About halfway through dessert—the conversation had turned to all the places they’d be traveling to when they headed overseas in a few weeks—Dare breezed into the room.
“We weren’t expecting you!” Gwen said, obviously delighted to see her eldest son.
“Does that mean I should get lost?” Dare asked, dropping a kiss on her upturned cheek and another on Reagan’s.
“Sit down,” Gwen said. “I’ll get you some cobbler.”
“I see you’re spoiling the brat again,” Dare said, grinning at Trey, who’d long before finished his cobbler and now repeatedly leaned across the wide table to steal cherries from Ethan’s plate.
“It’s a tough job,” she said as she went into the kitchen.
“Well?” Reagan said, her rosy complexion going grayish.
“What?” Dare asked, sinking into the chair next to Trey.
“How did the press conference go?”
“Oh, that,” Dare said. “It was fine.”
“That’s all you’re going to tell me?”
“Max diverted all your questions to Steve, who insisted he was too hung over to respond.”
“How pissed was Sam?”
“Pissed, but he kept his mouth shut. We opened by telling everyone that the entire band would rather be in Los Angeles supporting a dear friend in his time of need.”
“I tried to call Sed this morning,” Trey said. “He really is torn up about this. So much so that I was allowed to talk to Jessica because he didn’t think he could talk.”
“We should go see him,” Reagan said. “Even if he thinks he doesn’t want us to.”

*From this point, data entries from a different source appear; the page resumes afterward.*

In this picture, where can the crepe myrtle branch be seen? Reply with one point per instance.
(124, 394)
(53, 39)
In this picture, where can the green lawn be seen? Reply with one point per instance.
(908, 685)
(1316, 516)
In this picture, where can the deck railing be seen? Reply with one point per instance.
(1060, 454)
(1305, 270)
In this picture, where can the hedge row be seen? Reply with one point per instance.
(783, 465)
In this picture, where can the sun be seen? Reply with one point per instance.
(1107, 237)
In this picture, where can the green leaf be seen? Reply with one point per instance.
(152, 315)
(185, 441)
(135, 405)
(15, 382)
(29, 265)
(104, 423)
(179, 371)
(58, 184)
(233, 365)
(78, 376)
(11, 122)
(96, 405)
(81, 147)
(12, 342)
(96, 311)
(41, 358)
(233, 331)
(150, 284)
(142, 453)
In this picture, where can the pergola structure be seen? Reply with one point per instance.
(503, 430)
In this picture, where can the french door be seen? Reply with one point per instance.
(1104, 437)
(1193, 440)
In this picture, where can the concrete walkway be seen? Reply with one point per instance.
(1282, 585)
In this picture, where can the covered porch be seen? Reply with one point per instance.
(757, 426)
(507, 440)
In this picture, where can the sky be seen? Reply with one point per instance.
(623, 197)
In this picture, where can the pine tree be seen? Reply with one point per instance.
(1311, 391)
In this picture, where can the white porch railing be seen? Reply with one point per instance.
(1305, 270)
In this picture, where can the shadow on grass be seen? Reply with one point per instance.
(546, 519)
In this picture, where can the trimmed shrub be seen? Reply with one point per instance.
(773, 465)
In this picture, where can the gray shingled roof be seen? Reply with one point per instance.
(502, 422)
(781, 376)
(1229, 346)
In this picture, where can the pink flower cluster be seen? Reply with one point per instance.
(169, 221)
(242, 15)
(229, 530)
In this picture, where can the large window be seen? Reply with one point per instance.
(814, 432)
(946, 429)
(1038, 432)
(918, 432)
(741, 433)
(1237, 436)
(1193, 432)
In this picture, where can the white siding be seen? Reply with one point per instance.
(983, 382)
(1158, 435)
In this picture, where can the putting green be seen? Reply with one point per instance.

“Did Toni get ahold of you?” Dare asked Reagan, who scowled at him.
“No.”
“Logan called this morning. Toni’s little sister is in the hospital.”
“What? Is she okay?”
“Something’s wrong with her heart, but I think she’ll be fine. Logan feels terrible about missing the funeral tomorrow, but thinks Toni needs his support more than Sed does.”
“Of course she does. Toni adores her sister. I’m sure Logan is a tremendous comfort to her.” Reagan stood from the table and pulled her cellphone out of her pocket. “I need to call her.”
“I thought you hated her for leaking your secrets to the tabloids,” Ethan said.
“If it was really her, and I now honestly doubt that, I’ll chew her out later. I’m sure she can use a friend right now, but she’s probably terrified to call me.”
Ethan smiled at her. Reagan might be too forgiving for her own good sometimes, but he knew firsthand how wonderful it was to be granted her forgiveness. Ethan was blessed to have two amazing loves in his life. He would do everything in his power to ensure no one ever took them away from him.